Submitted to: American Journal of Alternative Agriculture
Publication Type: Peer Reviewed Journal
Publication Acceptance Date: 8/13/2002
Publication Date: 3/20/2003
Citation: Ashford, D.L., Reeves, D.W. 2003. Use of a mechanical roller-crimper as an alternative kill method for cover crops. American Journal of Alternative Agriculture. 18(1):37-45.

Interpretive Summary: Growers are looking for cost-effective ways to manage cover crops in conservation systems. Mechanical roller-crimpers have been shown to be effective in killing cover crops in South America but roller-crimpers have not been introduced in the USA. We evaluated the use of a roller, standard herbicides (glyphosate and paraquat), and combinations of roller and reduced herbicide rates to terminate three different cover crops (rye, wheat, and black oat) at three growth stages (flag leaf, flowering, and late milk-soft dough). The roller effectively killed all three cover crops when used during late reproductive growth (late milking to soft dough stage). At an earlier growth stage (flowering), the roller in combination with half-label rates of either of the two herbicides was as effective as full label-rates of the herbicides. The roller provides additional benefits as it lays residue flat on the soil surface providing maximum soil coverage; to prevent erosion, decrease soil water losses, provide weed control, and facilitate planting. The roller alone costs about $1.51/acre to operate and the roller+herbicide (half rate) practice can reduce herbicide costs an average of $7.05/acre when killing a cover crop. This information shows it is possible to reduce the use of herbicides and implement effective alternative kill methods for cover crops.

Technical Abstract: Cover crops have long been recognized as a beneficial part of many cropping systems, however their use is still not common place. Their use may be increased by identifying more cost-effective and environment- friendly techniques for cover crop management.

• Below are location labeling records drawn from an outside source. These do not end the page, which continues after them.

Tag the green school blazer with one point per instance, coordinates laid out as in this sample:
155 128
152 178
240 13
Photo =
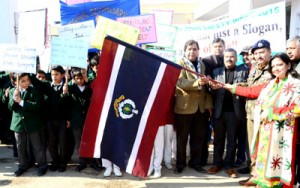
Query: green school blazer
27 118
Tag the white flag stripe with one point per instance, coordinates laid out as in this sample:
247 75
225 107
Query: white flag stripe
144 117
108 98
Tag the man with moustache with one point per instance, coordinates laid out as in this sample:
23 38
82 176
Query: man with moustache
293 51
229 113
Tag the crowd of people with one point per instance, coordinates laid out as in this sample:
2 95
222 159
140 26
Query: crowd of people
251 110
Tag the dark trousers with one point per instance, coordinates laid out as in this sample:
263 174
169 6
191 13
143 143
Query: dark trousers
225 128
242 140
196 126
38 148
57 142
77 132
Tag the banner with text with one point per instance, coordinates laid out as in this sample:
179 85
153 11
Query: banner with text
69 52
146 25
16 58
167 54
115 29
82 31
166 35
163 16
267 23
32 33
90 10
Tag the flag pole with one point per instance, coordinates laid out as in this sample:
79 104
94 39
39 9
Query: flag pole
201 75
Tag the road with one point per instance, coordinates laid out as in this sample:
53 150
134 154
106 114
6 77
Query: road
89 178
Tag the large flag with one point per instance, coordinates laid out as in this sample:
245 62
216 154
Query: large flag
131 95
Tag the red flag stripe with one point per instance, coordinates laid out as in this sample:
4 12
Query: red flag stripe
162 99
88 139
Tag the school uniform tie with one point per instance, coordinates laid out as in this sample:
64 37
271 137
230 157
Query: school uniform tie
22 94
56 87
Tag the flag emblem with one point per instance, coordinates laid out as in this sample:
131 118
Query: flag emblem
125 108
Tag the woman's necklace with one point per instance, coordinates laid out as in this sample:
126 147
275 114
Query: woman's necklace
274 93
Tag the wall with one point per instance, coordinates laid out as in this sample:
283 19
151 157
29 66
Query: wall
7 34
295 21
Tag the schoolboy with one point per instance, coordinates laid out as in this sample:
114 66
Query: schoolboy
80 95
57 122
25 103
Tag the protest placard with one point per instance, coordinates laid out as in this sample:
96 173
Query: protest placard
16 58
31 33
69 52
166 36
163 16
267 23
167 54
146 25
113 28
82 31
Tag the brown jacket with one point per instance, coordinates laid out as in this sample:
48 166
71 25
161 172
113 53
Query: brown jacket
189 96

This study was conducted to determine the effectiveness of using a mechanical roller-crimper as an alternative kill method for cover crops. The study took place in east-central Alabama, using a split-split plot experimental design with four replications and 3 site-years in 1999-2000. Rye (Secale cereale L.), wheat (Triticum aestivum L.), and black oat (Avena strigosa Schreb.) were evaluated in terms of ease of kill and optimum time of kill using a roller-crimper, two herbicides (paraquat and glyposate) at their label rate, and two reduced chemical (half label rate) combinations with the roller-crimper. Four Feekes' scale growth stages were used to determine optimum time of kill; 8.0 (flag leaf), 10.51 (anthesis), 10.54 (early milk) and 11.2 (soft dough). Plant growth stage was the main determining factor for effectiveness of the roller-crimper. At the flag leaf stage, the roller-crimper provided only 19% kill across all covers over the 3 site-years. After plants reached anthesis, the roller-crimper with half rate herbicide combinations equaled the effectiveness of herbicides alone at their label rate, averaging 94% kill. By the soft dough growth stage, all kill methods were equally effective due to accelerating plant senescence (95% mean kill across kill methods). Use of the roller-crimper alone after anthesis can decrease costs by as much as $26.29 per ha, while providing a kill rate equivalent to that of herbicide treatment alone.